Tank Mark IX No. 936 (E1949.364)
The Mark IX was designed to solve the problem of moving infantry across the battlefield with the fighting tanks. The further tanks advanced during an attack the further the infantry had to go to keep up with them and often over very difficult ground under continuous enemy fire. The first attempt to solve this came in the summer of 1918 when troops were carried inside tanks, in the longer Mark V* model, but they also suffered from the heat and exhaust fumes.
Manufactured by Marshalls of Gainsborough the Mark IX (known to troops as The Pig) was the first purpose built Infantry Carrier. Large doors replaced the gun sponsons and there was space inside for up to 30 armed troops, with provision for them to shoot through loopholes. As an alternative the Mark IX could carry up to 10 tons of stores, such as ammunition or fuel, or be modified into an armoured ambulance.

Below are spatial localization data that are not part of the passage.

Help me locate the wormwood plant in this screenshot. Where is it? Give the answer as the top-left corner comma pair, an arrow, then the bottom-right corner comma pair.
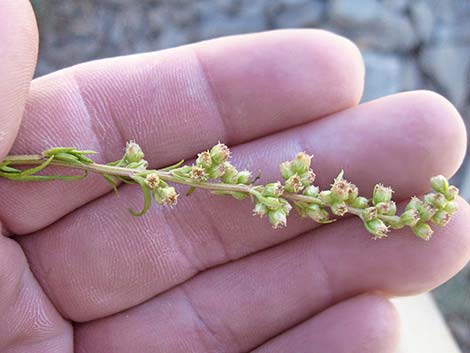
0,142 -> 459,240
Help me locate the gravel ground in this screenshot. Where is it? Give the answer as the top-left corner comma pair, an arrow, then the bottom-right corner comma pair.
31,0 -> 470,350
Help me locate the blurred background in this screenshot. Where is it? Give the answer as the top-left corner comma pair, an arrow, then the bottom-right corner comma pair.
30,0 -> 469,350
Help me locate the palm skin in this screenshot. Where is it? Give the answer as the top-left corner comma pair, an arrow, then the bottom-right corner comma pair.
0,1 -> 469,352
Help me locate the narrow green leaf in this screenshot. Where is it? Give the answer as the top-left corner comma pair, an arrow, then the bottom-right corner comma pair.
129,177 -> 152,217
159,159 -> 185,172
19,155 -> 54,176
69,152 -> 94,164
73,150 -> 97,155
53,152 -> 80,163
0,170 -> 88,181
107,156 -> 126,167
0,165 -> 21,173
117,176 -> 134,184
103,174 -> 119,194
186,186 -> 196,196
43,147 -> 76,156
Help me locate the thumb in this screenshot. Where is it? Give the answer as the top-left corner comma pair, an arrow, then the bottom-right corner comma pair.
0,0 -> 38,159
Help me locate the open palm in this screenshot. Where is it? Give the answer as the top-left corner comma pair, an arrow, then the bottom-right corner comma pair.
1,2 -> 469,352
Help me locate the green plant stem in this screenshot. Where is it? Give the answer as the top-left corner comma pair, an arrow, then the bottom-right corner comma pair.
3,153 -> 384,223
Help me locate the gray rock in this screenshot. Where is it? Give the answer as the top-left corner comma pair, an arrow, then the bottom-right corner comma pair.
400,58 -> 425,91
329,0 -> 418,51
422,0 -> 470,24
197,2 -> 266,40
433,23 -> 470,45
381,0 -> 409,12
268,0 -> 325,28
409,1 -> 434,43
362,51 -> 402,102
156,26 -> 191,49
419,44 -> 470,108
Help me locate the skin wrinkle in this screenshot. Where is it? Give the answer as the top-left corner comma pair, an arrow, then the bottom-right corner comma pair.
178,285 -> 241,353
70,68 -> 126,165
192,46 -> 233,145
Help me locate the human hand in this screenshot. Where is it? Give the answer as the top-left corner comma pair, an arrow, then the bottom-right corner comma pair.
0,1 -> 469,352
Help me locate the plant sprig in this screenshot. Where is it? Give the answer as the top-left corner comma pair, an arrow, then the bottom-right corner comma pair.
1,141 -> 459,240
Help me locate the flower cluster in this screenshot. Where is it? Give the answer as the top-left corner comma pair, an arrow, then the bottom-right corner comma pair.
1,141 -> 459,241
171,142 -> 252,199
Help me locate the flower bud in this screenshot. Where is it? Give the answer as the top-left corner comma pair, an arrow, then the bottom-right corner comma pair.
268,209 -> 287,229
301,170 -> 316,186
144,173 -> 160,189
405,197 -> 423,211
364,218 -> 389,239
154,186 -> 178,207
207,163 -> 226,179
291,152 -> 311,174
285,174 -> 303,193
319,190 -> 334,204
263,182 -> 284,197
189,166 -> 208,182
362,206 -> 378,221
196,151 -> 212,169
376,201 -> 397,216
361,207 -> 378,222
280,161 -> 294,180
331,202 -> 348,216
330,180 -> 350,201
412,222 -> 433,240
417,203 -> 436,222
304,204 -> 330,223
444,185 -> 459,201
387,216 -> 403,229
430,175 -> 449,194
400,209 -> 420,226
127,160 -> 148,170
303,185 -> 320,197
444,201 -> 458,215
350,196 -> 369,209
125,141 -> 144,163
347,183 -> 359,202
253,202 -> 268,217
258,196 -> 284,210
210,143 -> 231,164
424,193 -> 447,209
221,163 -> 238,184
372,184 -> 393,205
280,199 -> 293,214
237,170 -> 252,185
431,210 -> 451,226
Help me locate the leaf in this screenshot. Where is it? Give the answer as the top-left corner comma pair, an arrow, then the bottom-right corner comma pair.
253,170 -> 262,183
103,174 -> 119,194
159,159 -> 185,172
73,150 -> 97,155
129,177 -> 152,217
117,176 -> 134,184
0,165 -> 21,173
107,156 -> 127,167
43,147 -> 76,156
69,152 -> 94,164
334,170 -> 345,183
186,186 -> 196,196
0,170 -> 88,182
53,152 -> 80,163
19,155 -> 54,176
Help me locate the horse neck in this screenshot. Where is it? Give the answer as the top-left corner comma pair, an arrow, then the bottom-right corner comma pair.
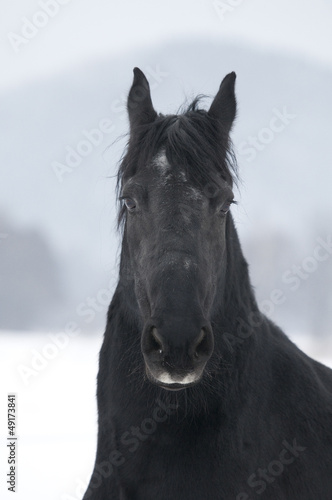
222,214 -> 259,323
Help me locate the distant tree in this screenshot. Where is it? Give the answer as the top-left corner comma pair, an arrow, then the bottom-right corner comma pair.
0,213 -> 67,331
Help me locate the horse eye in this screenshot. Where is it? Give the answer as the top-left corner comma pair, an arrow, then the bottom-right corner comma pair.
123,198 -> 136,211
220,200 -> 233,215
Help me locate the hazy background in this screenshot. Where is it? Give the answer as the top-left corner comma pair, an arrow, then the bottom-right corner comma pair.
1,1 -> 332,498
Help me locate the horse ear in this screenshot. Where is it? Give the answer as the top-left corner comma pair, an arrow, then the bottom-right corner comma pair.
208,72 -> 237,133
127,67 -> 157,129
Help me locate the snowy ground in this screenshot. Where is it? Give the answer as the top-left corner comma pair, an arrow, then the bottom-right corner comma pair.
0,331 -> 102,500
0,330 -> 331,500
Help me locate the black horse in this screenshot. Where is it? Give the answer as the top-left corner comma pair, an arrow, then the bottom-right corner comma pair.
83,68 -> 332,499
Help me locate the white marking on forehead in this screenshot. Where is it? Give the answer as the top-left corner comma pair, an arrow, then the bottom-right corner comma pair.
187,186 -> 202,201
152,149 -> 203,204
183,257 -> 192,270
153,150 -> 187,183
178,171 -> 187,182
153,150 -> 170,175
157,372 -> 199,385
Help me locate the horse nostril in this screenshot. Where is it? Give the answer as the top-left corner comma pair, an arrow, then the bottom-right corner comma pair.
194,328 -> 213,360
142,324 -> 166,358
150,327 -> 164,355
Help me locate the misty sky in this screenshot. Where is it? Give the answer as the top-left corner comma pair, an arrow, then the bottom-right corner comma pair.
2,0 -> 332,91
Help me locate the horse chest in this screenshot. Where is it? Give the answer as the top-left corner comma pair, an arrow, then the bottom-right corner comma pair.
115,420 -> 243,499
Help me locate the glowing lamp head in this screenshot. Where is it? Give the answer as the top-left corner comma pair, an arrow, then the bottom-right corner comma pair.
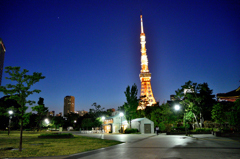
119,112 -> 124,117
174,105 -> 180,111
102,116 -> 105,121
44,118 -> 49,124
8,110 -> 13,115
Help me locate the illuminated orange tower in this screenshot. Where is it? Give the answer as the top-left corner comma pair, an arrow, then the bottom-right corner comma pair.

In the event the idea was never tested in battle. Only one tank was finished at the time of the Armistice and they did not last long in post-war service. To make matters worse the whole idea of Infantry Carriers was dropped until nearly half way through the Second World War, at least as far as Britain was concerned. In November 1918 one Mark IX was fitted with buoyancy equipment and tested on Hendon Reservoir, making it the first amphibious tank.